Legislator brushes aside Governor’s criticism and defends his ‘no’ vote

Rep. Justin Humphrey, R-Lane, issued the following statements regarding Gov. Stitt’s public criticism of his vote against a bill that would authorize the Oklahoma Department of Public Safety to provide the Oklahoma Turnpike Authority (OTA) vehicle registration information.

Senate Bill 1907 would allow the sharing of  information that is available through the Oklahoma Law Enforcement Telecommunication Systems (OLETS) network. Stitt, in a Friday press conference, criticized the six House members who voted no on the measure in the House Public Safety Committee causing the bill to fail.

The governor has accused the Cherokee Nation of owing the state $4.7 million for Cherokee tag information that cannot be accessed by the OTA’s tag readers.

“It is no secret Governor Stitt has numerous disputes with Oklahoma tribes, and I was certainly not stunned by his position on this bill,” Humphrey said, “But his personal aggression did come as a total surprise since neither he nor anyone from his office contacted me concerning my vote.”

Humphrey explained the bill sought to allow the state to use OLETS to collect tribal tag information for the purpose of collecting unpaid turnpike toll fees. He said the governor is making it sound as if the vote all about tribes, but the tribal element is only one factor of the bill.

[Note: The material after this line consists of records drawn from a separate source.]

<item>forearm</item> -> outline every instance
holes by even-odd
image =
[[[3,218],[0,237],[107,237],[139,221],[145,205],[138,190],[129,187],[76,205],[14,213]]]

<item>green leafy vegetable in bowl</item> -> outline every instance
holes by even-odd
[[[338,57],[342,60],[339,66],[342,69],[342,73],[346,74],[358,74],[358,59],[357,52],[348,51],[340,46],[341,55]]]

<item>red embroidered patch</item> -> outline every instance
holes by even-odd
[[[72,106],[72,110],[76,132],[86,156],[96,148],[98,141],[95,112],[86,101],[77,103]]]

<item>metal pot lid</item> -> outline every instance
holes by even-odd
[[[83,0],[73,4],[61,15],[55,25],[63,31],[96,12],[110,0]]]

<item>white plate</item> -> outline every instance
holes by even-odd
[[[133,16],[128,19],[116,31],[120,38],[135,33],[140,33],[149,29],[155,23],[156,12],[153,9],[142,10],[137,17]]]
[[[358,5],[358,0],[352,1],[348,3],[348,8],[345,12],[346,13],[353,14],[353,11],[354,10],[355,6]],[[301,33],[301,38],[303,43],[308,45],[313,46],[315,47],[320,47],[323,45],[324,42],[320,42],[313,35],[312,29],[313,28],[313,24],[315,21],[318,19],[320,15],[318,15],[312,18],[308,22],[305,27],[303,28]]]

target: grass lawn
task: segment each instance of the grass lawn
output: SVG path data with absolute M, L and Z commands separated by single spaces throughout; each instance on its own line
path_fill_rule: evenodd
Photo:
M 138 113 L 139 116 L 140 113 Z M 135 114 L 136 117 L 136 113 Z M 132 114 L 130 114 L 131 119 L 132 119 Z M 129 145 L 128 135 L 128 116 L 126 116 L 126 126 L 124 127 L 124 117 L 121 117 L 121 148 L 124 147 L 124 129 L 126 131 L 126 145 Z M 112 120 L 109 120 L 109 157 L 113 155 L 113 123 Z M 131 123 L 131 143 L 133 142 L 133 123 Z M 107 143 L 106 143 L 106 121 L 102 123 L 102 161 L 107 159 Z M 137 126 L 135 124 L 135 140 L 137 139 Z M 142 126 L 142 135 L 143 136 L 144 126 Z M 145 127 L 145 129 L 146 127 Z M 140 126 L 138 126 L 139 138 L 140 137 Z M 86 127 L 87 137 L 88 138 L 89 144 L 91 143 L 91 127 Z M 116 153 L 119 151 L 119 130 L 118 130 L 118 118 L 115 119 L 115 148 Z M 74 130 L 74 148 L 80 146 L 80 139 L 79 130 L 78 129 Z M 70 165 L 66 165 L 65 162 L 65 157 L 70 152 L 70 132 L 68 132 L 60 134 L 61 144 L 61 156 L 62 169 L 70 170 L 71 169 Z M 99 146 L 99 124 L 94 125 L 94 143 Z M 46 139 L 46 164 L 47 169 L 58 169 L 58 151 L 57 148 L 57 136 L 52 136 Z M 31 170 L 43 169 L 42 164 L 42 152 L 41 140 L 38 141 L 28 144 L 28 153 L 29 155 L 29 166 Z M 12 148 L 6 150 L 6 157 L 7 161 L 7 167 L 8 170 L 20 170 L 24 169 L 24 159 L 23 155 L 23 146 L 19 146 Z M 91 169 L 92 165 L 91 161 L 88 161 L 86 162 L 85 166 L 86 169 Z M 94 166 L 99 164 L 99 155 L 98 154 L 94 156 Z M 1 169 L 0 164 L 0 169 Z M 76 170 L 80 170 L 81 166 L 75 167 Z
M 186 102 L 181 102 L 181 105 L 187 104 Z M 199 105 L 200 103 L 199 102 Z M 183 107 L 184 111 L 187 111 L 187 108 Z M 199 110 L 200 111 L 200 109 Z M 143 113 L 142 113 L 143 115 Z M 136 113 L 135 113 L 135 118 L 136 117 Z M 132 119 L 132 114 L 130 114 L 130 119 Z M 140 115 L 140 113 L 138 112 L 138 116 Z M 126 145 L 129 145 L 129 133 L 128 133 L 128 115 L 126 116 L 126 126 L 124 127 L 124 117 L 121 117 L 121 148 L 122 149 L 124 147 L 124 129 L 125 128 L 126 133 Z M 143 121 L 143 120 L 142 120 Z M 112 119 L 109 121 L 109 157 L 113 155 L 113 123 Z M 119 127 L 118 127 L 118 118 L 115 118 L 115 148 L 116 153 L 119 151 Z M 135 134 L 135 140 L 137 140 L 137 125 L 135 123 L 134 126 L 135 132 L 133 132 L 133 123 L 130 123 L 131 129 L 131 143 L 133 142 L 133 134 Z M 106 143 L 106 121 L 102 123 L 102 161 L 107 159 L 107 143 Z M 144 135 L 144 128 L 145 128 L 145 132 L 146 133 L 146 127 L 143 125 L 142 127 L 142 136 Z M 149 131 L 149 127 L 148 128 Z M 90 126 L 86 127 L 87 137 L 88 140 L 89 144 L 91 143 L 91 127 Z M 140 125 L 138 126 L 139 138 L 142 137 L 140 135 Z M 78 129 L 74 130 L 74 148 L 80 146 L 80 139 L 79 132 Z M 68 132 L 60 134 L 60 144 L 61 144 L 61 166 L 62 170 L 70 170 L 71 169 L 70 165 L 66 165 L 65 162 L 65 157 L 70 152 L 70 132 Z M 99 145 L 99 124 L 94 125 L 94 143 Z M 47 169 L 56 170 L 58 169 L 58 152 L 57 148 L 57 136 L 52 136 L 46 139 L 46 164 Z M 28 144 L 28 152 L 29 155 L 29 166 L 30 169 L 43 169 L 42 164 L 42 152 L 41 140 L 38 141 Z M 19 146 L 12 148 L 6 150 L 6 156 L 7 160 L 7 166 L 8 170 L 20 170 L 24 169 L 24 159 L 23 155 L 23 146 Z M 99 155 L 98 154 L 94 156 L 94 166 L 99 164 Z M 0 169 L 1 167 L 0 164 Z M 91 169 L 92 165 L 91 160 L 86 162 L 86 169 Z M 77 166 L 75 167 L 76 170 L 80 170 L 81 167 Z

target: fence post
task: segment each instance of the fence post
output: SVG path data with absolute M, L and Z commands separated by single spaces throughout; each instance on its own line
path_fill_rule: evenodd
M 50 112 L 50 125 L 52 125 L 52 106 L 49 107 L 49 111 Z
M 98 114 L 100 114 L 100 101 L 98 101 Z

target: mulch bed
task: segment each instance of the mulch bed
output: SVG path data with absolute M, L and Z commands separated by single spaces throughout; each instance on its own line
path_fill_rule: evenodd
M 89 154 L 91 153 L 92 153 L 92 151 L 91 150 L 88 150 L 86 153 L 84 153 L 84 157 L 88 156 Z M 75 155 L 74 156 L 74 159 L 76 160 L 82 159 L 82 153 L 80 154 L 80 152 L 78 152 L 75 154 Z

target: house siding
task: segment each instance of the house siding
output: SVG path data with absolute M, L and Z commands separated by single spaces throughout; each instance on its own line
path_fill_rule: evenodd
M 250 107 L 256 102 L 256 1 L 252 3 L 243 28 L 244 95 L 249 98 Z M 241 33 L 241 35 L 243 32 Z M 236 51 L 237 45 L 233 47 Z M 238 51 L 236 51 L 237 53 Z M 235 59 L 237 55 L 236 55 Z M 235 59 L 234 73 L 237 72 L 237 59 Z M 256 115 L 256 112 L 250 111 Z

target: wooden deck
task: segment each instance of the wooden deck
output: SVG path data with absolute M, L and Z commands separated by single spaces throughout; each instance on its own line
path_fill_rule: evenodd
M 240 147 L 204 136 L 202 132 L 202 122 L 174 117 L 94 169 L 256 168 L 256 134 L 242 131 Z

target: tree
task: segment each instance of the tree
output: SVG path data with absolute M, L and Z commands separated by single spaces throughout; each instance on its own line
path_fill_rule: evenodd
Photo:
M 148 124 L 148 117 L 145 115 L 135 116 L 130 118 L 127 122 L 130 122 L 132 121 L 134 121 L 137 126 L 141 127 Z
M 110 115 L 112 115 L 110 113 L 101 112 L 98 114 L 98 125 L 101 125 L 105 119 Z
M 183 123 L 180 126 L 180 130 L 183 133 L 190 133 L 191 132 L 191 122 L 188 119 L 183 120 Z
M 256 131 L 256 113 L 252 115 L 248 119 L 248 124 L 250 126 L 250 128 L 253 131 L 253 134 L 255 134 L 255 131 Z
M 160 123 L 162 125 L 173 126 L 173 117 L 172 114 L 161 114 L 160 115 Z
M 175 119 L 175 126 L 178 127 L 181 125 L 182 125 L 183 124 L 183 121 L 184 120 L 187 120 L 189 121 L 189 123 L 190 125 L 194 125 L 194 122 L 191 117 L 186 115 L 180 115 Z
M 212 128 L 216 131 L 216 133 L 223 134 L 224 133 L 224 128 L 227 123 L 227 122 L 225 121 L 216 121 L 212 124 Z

“For me there is a much larger component, which is that OLETS shouldn’t be used for anything other than law enforcement,” Humphrey said. “This bill seeks to commandeer OLETS for the purpose of toll fee collection. I truly believe this would compromise the integrity of our law enforcement by releasing confidential information designated solely for their purposes.”

Humphrey said this could result in legal issues which could prevent Oklahoma from receiving information from federal agencies or other state agencies.

“I love Governor Stitt and the great people at the Turnpike Authority, but I will not apologize for protecting the integrity of law enforcement and for trying to work with our Tribal nations,” Humphrey said.

He said it also is his understanding that the OTA knew when they installed the digital tag readers it would result in a significant loss of income to the state turnpikes.

“I feel the Turnpike Authority has pursued several questionable practices to recover their loss,” he said. “Hijacking OLETS is only one method the authority has employed. Another is to prevent a person from purchasing a tag unless all their turnpike fees are paid. I feel strongly it is wrong to coerce someone to pay or force them to violate another state law – driving with an out-of-date tag.”

Humphrey said such enforcement denies any type of probable cause hearing to determine that a fee was unpaid.

Finally, Humphrey said there is an issue with collecting tolls from some Oklahoma tribes.

“Let me state clearly, I believe tribal and non-tribal citizens should pay equally for turnpike use,” Humphrey said. “I have visited with many tribal members, and I have not talked to one tribal citizen who disagreed. In fact, the Choctaw Nation, which has its capital in my district, has already reached an agreement and continues to provide their information. Therefore the issue reverts to the issue of tribal compacts for our other tribal nations.”

Humphrey volunteered his services to broker compact agreements.

“If an agreement cannot be reached, I could certainly devote my time to developing a more suitable plan for obtaining tribal tag information,” he said

He also pledged to help the governor recover the $4 million in lost revenue, saying he would start by looking at inefficiencies in other areas of government.

Senate Bill 1907, which received a 2-6 vote, failed in the House Public Safety Committee on April 9.